Date of Award


Degree Type


Degree Name

Master of Science


Electrical Engineering

Major Professor

Benjamin J. Blalock

Committee Members

Benjamin J. Blalock, Leon M. Tolbert, Syed K. Islam


Developments in automotive (particularly hybrid electric vehicles), aerospace, and energy production industries over the recent years have led to expanding research interest in integrated circuit (IC) design toward high-temperature applications. A high-voltage, high-temperature SOI process allows for circuit design to expand into these extreme environment applications. Nearly all electronic devices require a reliable supply voltage capable of operating under various input voltages and load currents. These input voltages and load currents can be either DC or time-varying signals. In this work, a stable supply voltage for embedded circuit functions is generated on chip via a voltage regulator circuit producing a stable 5-V output voltage. Although applications of this voltage regulator are not limited to gate driver circuits, this regulator was developed to meet the demands of a gate driver IC. The voltage regulator must provide reliable output voltage over an input range from 10 V to 30 V, a temperature range of −50 ºC to 200 ºC, and output loads from 0 mA to 200 mA. Additionally, low power stand-by operation is provided to help reduce heat generation and thus lower operating junction temperature. This regulator is based on the LM723 Zener reference voltage regulator which allows stable performance over temperature (provided proper design of the temperature compensation scheme). This circuit topology and the SOI silicon process allow for reliable operation under all application demands. The designed voltage regulator has been successfully tested from −50 ºC to 200 ºC while demonstrating an output voltage variation of less than 25 mV under the full range of input voltage. Line regulation tests from 10 V to 35 V show a 3.7-ppm/V supply sensitivity.

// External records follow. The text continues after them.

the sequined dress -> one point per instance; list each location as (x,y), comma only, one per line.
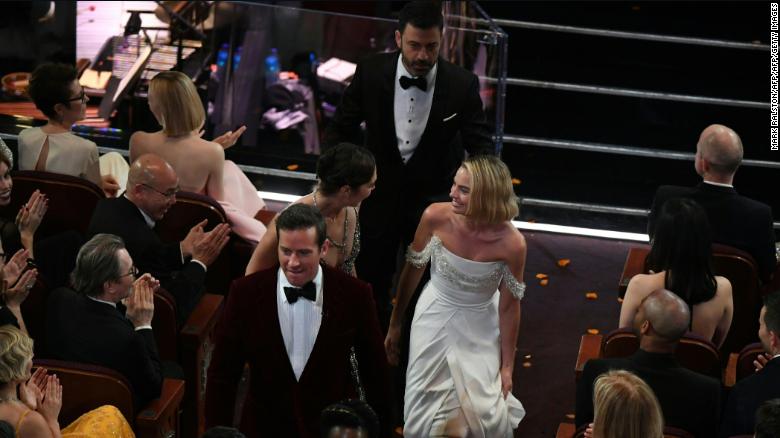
(455,350)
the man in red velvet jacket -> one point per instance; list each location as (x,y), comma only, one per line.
(302,327)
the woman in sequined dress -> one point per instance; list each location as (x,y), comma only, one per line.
(465,324)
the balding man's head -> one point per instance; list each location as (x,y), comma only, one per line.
(721,148)
(667,315)
(152,185)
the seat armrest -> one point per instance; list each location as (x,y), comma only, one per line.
(730,373)
(202,320)
(565,430)
(590,348)
(635,264)
(160,418)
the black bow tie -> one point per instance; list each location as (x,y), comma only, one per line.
(418,82)
(308,291)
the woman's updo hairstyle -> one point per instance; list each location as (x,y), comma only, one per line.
(345,164)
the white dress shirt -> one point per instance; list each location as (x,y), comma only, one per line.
(411,108)
(299,322)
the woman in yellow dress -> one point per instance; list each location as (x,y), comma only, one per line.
(31,402)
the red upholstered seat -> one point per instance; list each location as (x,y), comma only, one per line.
(86,387)
(71,199)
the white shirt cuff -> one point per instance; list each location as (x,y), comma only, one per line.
(203,265)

With the use of a high-temperature ceramic output capacitor, a 5-nsec edge, 0 to 220 mA, 1-µsec pulse width load current induced only a 55 mV drop in regulator output voltage. In the targeted application, load current pulse widths will be much shorter, thereby improving the load transient performance. Full temperature and input voltage range tests reveal the no-load supply current draw is within 330 µA while still providing an excess of 200 mA of load current upon demand.